Aslında kanunda bu suç için öngörülen cezalara baktığımız zaman, örneğin bu suçun 12 yaşını doldurmamış çocuklara karşı işlenmesi halinde ‘18 yıldan az olmamak üzere’ hapis cezası düzenlenmiş. Kanunda süreli hapis cezaları için üst sınırın 20 yıl olduğu düşünülürse, çocuğun cinsel istismarı suçunda öngörülen hapis cezası, müebbet hapis cezasından sonra öngörülen en yüksek cezalardandır diyebiliriz.Peki biz bu suçun faillerine bu cezaları aldırabiliyor muyuz? Maalesef bu soruya olumlu cevap vermek zor. Özellikle cinsel istismar dosyalarında sanıklar için ‘şüpheden sanık yararlanır’ ceza hukuku evrensel ilkesinin başka dosyalarda uygulanmadığı kadar geniş bir uygulama alanı bulduğunu görüyoruz. Bir diğer sorun da mahkemelerce çocuğun beyanına itibar edilme motivasyonunun düşüklüğü... Biz özellikle mahkeme heyetlerini, istismara uğramış bir çocuğun beyanlarına koşulsuz itibar edilmesi gerektiğine o yaştaki bir çocuğun cinsel birikiminin olmasının imkansız oluşundan yola çıkarak ikna etmeye çalışıyoruz fakat çoğu zaman istediğimiz sonuca ulaşamıyoruz. Böylece de bu suçlarda cezasızlığın önü açılmış oluyor. Doğal olarak Toplumda da “cezalar yetersiz” algısı oluşuyor. Aslına bakarsak, kanunda öngörülen cezalar yetersiz değil; tek sorun bunu somut olaya uygulayabilmek. Burada da yargının 3 sac ayağını oluşturan hakim savcı ve avukatlara çok büyük görev düşüyor.Cezaların caydırıcılığı çok önemli bir etken; failin hangi motivasyonla çocuğa karşı bu eylemi gerçekleştirdiği psikoloji disiplinin alanı, ancak olay yargıya intikal ettikten sonra hukuki boyut devreye giriyor.Etkili bir soruşturma aşaması ve akabinde yargı sürecinin de aynı etkinlikte yürütülmesi,sanıklara kanunun da lafzıyla uyumlu cezaların verilmesi hem adaleti sağlayacak hem de toplumdaki algıyı da değiştirecektir.
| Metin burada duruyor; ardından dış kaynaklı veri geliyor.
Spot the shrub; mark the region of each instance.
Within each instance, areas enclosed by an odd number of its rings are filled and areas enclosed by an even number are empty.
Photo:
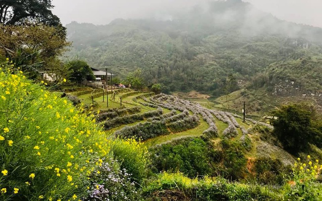
[[[315,113],[309,106],[300,104],[283,106],[275,111],[274,115],[278,118],[272,122],[273,132],[285,150],[296,154],[307,149],[309,143],[319,143],[313,140],[317,136],[321,136],[322,132],[319,131],[316,124],[313,123]]]
[[[113,160],[104,161],[90,176],[88,197],[85,201],[115,201],[140,200],[140,194],[131,181],[131,174],[119,169]],[[102,160],[103,161],[103,160]]]
[[[71,102],[73,103],[74,106],[76,106],[78,104],[80,104],[81,102],[80,99],[78,99],[77,97],[75,96],[72,96],[72,95],[67,94],[67,96],[66,96],[66,97],[67,97],[67,98],[69,101],[70,101]]]
[[[163,172],[158,179],[149,183],[144,191],[145,195],[150,197],[158,193],[160,197],[172,197],[173,200],[283,200],[283,195],[271,188],[231,183],[207,176],[202,179],[190,179],[180,173]]]
[[[122,138],[135,138],[145,141],[162,135],[169,134],[164,121],[154,121],[143,124],[138,123],[132,126],[125,126],[114,133],[117,137]]]
[[[199,119],[196,116],[189,116],[182,120],[167,124],[167,127],[173,133],[178,133],[196,128],[199,124]]]
[[[82,197],[91,173],[88,162],[109,153],[104,133],[93,116],[65,99],[32,84],[21,71],[1,68],[0,170],[5,174],[0,187],[6,191],[2,200]]]
[[[134,139],[116,139],[111,146],[115,159],[119,161],[121,168],[126,169],[135,182],[143,182],[147,177],[150,164],[146,147]]]
[[[123,124],[129,124],[138,121],[142,121],[147,118],[160,116],[163,110],[161,109],[153,110],[142,114],[134,114],[131,115],[115,117],[113,119],[107,120],[104,123],[104,128],[106,130],[115,128]]]
[[[224,140],[220,142],[221,151],[219,151],[219,162],[223,167],[219,167],[220,174],[224,178],[237,180],[243,178],[248,172],[246,169],[247,159],[239,143]]]
[[[141,112],[139,107],[125,107],[122,109],[113,108],[107,111],[101,111],[97,115],[98,121],[102,121],[108,118],[112,119],[117,116],[122,116],[126,114],[132,114]]]
[[[213,147],[210,141],[198,138],[179,139],[151,149],[156,172],[180,171],[189,177],[212,175]]]
[[[288,182],[285,181],[284,189],[285,200],[289,201],[322,200],[322,185],[317,181],[321,166],[319,160],[311,160],[309,155],[304,162],[298,158]]]

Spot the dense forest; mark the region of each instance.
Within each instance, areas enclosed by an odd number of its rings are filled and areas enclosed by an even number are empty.
[[[163,84],[165,93],[195,90],[217,97],[244,89],[268,99],[310,97],[321,105],[322,29],[279,20],[239,0],[196,6],[163,20],[73,22],[67,28],[73,42],[67,55],[120,74],[141,69],[148,85]]]

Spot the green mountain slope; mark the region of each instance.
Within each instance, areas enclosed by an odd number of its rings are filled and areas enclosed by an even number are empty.
[[[246,95],[309,97],[322,105],[322,29],[280,20],[239,0],[197,6],[167,21],[118,19],[67,28],[73,42],[68,55],[123,74],[141,68],[147,84],[170,91],[216,97],[247,89]]]

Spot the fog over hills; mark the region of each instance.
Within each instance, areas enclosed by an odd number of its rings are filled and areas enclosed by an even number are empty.
[[[243,0],[281,19],[322,27],[320,0]],[[72,21],[107,24],[115,18],[166,17],[209,0],[53,0],[54,12],[63,24]]]
[[[66,55],[123,75],[141,69],[148,86],[161,83],[166,93],[196,90],[216,98],[247,90],[241,97],[257,105],[254,110],[291,97],[322,106],[322,28],[279,19],[240,0],[168,13],[106,25],[73,22]]]

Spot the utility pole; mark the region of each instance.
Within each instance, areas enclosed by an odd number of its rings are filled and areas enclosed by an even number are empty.
[[[106,72],[107,72],[107,70]],[[112,81],[112,72],[110,72],[110,87],[111,87],[111,89],[112,89],[112,86],[113,86],[113,81]]]
[[[245,101],[244,101],[244,109],[243,109],[243,115],[244,116],[243,118],[243,122],[245,122],[245,116],[246,115],[246,111],[245,110]]]
[[[106,85],[106,87],[107,87],[107,68],[106,68],[105,70],[106,71],[106,75],[105,76],[105,84]],[[107,87],[107,90],[108,89],[108,88]]]

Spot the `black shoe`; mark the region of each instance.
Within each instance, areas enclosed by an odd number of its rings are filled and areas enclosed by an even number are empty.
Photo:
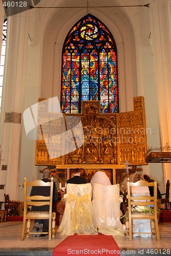
[[[37,232],[42,232],[44,230],[44,225],[42,223],[40,223],[39,226],[38,226],[38,229]],[[36,234],[36,237],[38,238],[40,237],[41,234]]]
[[[38,222],[36,222],[34,223],[34,227],[32,230],[32,232],[37,232],[38,228],[39,227],[39,224]],[[36,236],[36,234],[32,234],[33,238],[35,238]]]

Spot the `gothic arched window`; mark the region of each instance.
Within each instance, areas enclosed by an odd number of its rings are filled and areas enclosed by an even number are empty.
[[[62,49],[62,113],[81,113],[82,100],[100,100],[101,113],[118,113],[117,48],[105,26],[91,14],[68,34]]]

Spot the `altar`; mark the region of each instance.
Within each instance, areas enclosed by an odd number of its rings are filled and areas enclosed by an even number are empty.
[[[62,118],[48,112],[44,100],[40,99],[35,165],[50,167],[62,186],[75,168],[88,182],[92,173],[102,170],[115,184],[120,183],[118,170],[125,173],[126,160],[134,169],[147,164],[142,96],[134,98],[133,111],[101,114],[100,101],[82,101],[81,113],[63,114]]]

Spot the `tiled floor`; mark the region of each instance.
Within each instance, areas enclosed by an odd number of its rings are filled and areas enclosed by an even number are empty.
[[[56,232],[51,241],[48,240],[48,237],[40,237],[26,238],[22,241],[22,223],[11,221],[0,223],[0,255],[51,255],[53,249],[66,237]],[[171,223],[159,223],[159,231],[160,241],[158,242],[155,238],[140,238],[130,241],[124,236],[115,237],[114,239],[121,255],[171,254]]]

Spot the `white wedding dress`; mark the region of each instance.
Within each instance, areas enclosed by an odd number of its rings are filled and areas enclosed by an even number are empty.
[[[120,220],[119,184],[111,185],[105,173],[100,171],[93,177],[91,183],[94,226],[104,234],[123,235]]]
[[[133,197],[138,196],[150,196],[148,187],[132,187],[132,195]],[[133,232],[151,232],[150,220],[133,220]],[[140,236],[142,238],[151,237],[151,234],[133,234],[133,237]]]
Çevrenizde istismar mağduru bir çocuk varsa, zaman kaybetmeden adli mercileri bu konuda haberdar etmek çok önemli. Hukuken, işlenmekte olan veya işlenmiş olan bir suçun varlığı halinde bu durumun yetkili makamlara bildirilmesi gerekir. 155 Alo Polis hattı, 156 Alo Jandarma hattı, en yakın Polis Merkezine veya Cumhuriyet Savcılığına bildirimde bulunulması gerekir. çocuğun vücuduna organ sokmak suretiyle istismar edilmesi halinde ilk 24 saat çok önemlidir. Bu süre geçtikten sonra ve zaman geçtikçe, çocuğun idrarını yapması gibi ihtiyaçlarını giderdikçe, banyo yapınca genital bulguların birçoğu kaybolacağından vakit kaybedilmemelidir. Bu nedenle öğrenmeden itibaren zaman kaybetmeksizin tercihen savcılığa suç duyurusu yapmak üzere başvuru yapılmalıdır.

Panel sonrası  Tepebaşı Belediyesi Anneler Tiyatro Topluluğu “El Kızı” oyununu sergiledi.